Pour plus de détails sur cette forme de névrose qui atteint parfois le héros issu de la classe ouvrière, voir Marin-Lamellet (2011 : 270-284).
La ‘novella’ donne davantage d’explications au sujet de la relation intime, une fois de plus ambiguë, établie avec le père de Vera et permet au narrateur de conclure : « Don’t you see in each case he destroys his victims from within? He helps them destroy themselves by serving their particular weakness. In Vera’s case it was lust. In her father’s case it was avarice. In your case it began by being plain love of comfort. » (Maugham 2000 : 67-68, 72)

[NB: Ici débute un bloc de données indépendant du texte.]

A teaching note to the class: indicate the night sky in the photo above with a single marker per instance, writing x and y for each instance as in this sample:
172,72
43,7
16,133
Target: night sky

Dans la ‘novella’, Barrett est comparé à une réincarnation de Svengali, le héros maléfique du roman Trilby de George Du Maurier (1895). Dans le film, on pense aussi au couple de domestiques de The Turn of the Screw (Henry James, 1898).
On remarque qu’à chaque fois que Tony essaie de s’extirper de son emprise, Barrett le tente avec de l’alcool pour reprendre le contrôle de la situation en véritable dealer qui pousse à la consommation (dans la scène du pub, il lui paie même un verre de scotch ; dans le dernier acte, la répétition du mot « sip » marque la déchéance finale de Tony qui plonge définitivement dans l’alcoolisme en se resservant immédiatement un autre verre).
« It is tempting to interpret the film’s confused and chaotic ending, with Tony having sunk to the lowest depths at the hands of the manipulative, evil Barratt [sic], as a reactionary plea for [emphasis in original] the certainties of class boundaries. If the servant becomes master, the film argues, the result is chaos. » (Street 2001 : 89)
Références respectivement empruntées à Binh/Pilard (2000 : 8), Bradshaw (2013), Macnab (2013), Palmer/Riley (2010 : 42), Sargeant (2011 : 71), Gardner (2015 : 1) et Durgnat (1971 : 206), Palmer/Riley (2010 : 15). Joseph Losey était d’ailleurs conscient voire amusé de ce statut d’expatrié/outsider qui lui permit selon lui d’avoir la distance critique nécessaire pour mener à bien l’étude à caractère sociologique de ses films européens (Palmer/Riley 2010 : 2 ; Ciment 2009 : 481).